We know that Fisher’s initial [1930-1934] reaction to the Neyman-Pearson perspective was positive and encouraging; he was a referee for the 1933 paper with a recommedation to publish the paper. The first disagreement between Fisher and Neyman is dated in 1935, and had nothing to do with testing. It was about experimental design and agricultural experiments. It seems that after that first skermish everything Neyman proposed Fisher would be unsympathetic!
In the 1955 paper it is clear that Fisher never accepted the N-P partition view of the null and alternative hypotheses. When he argues:
“The frequency of the second kind must depend not only on the frequency with which rival hypotheses are in fact true, but also greatly on how closely they resemble the null hypothesis. Such errors are therefore incalculable both in frequency and in magnitude merely from the specification of the null hypothesis.”
it is clear that Fisher invokes a notion of an alternative that includes, not just the complement to the null with respect to the statistical model in question, but “everything else”, including other statistical models.
I think that Fisher’s point of view is encapsulated in the letter to Chester Bliss I quoted in my recent blog and I sum it up like this: of the three entities null hypothesis, test statistic and alternative hypothesis the null hypothesis is the most primitive and the alternative hypothesis the least. Fisher’s point of view would be that you cannot make the alternative to be the justification for the test statistic. This solution seems natural to the mathematician but it just show that (s)he should get out more. The NP reasoning from Fisher’s point of view is back to front. By noting that some tests rejected the null hypothesis and others did not you might eventually get a clue as to what sort of alternative hypothesis was reasonable.
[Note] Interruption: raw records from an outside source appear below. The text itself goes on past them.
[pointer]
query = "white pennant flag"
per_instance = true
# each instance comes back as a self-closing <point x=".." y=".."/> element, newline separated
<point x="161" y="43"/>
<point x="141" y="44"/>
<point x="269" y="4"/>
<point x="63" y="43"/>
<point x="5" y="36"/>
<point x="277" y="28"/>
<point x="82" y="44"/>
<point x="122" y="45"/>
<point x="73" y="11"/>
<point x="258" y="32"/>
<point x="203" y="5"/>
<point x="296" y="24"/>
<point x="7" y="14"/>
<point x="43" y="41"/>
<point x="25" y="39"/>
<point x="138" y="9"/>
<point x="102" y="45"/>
I think it significant (the word seems apposite) that the 1935 dispute with Neyman to which Aris refers is really a dispute about hypotheses. In this case it is actually Neyman’s choice of null which is at fault. In this case it is impossible to believe that Fisher’s null could be false while Neyman’s null could be true but Neyman constructs a test to deal with this impossible case and then shows that Fisher’s test would not quite hold the error rate.
Stephen: Thanks for the comment. I will reread that letter, but I’m curious to know what you think of my most recent post from Fisher.
I think one of the things I find perplexing is why anyone would suppose that to ask a questions you already have to know the likely answer. As Aris notes, there are two kinds of testing situations—one “within” the model, and one “without”—but even though the latter permits the entire complement to the null, I guess I just cannot think of a case where one knows the null one wants to test and has utterly no clue about how to pose a question: how can this be false? I mean there’s no reason our statistical theory has to rule out cases where investigators are utterly at a loss to verbalize what they might want to ask or inquire about. But I wouldn’t blame that on the statistical account. On the contrary, a huge asset of the general error statistical framework is in NOT demanding an exhaustive listing of all possible rival hypotheses, plus priors assigned to them.
Along these lines, i also must confess not to have intuitions about which is more “primitive” (a test stat or an alternative) and since Fisher has said that such intuitions should be evident to all thinking minds, maybe it’s not as primitive an assignment as you are alleging.
(Think of the Matrixx drug company example in Schactman’s post: does drug Z increase the chance of side effect E in this population? or not? (Matrixx alleged the rate of E was about the same)–there’s your alternative. that’s easy…but now, what test statistic can i actually use to calculate p-values on the null alone? not so obvious.)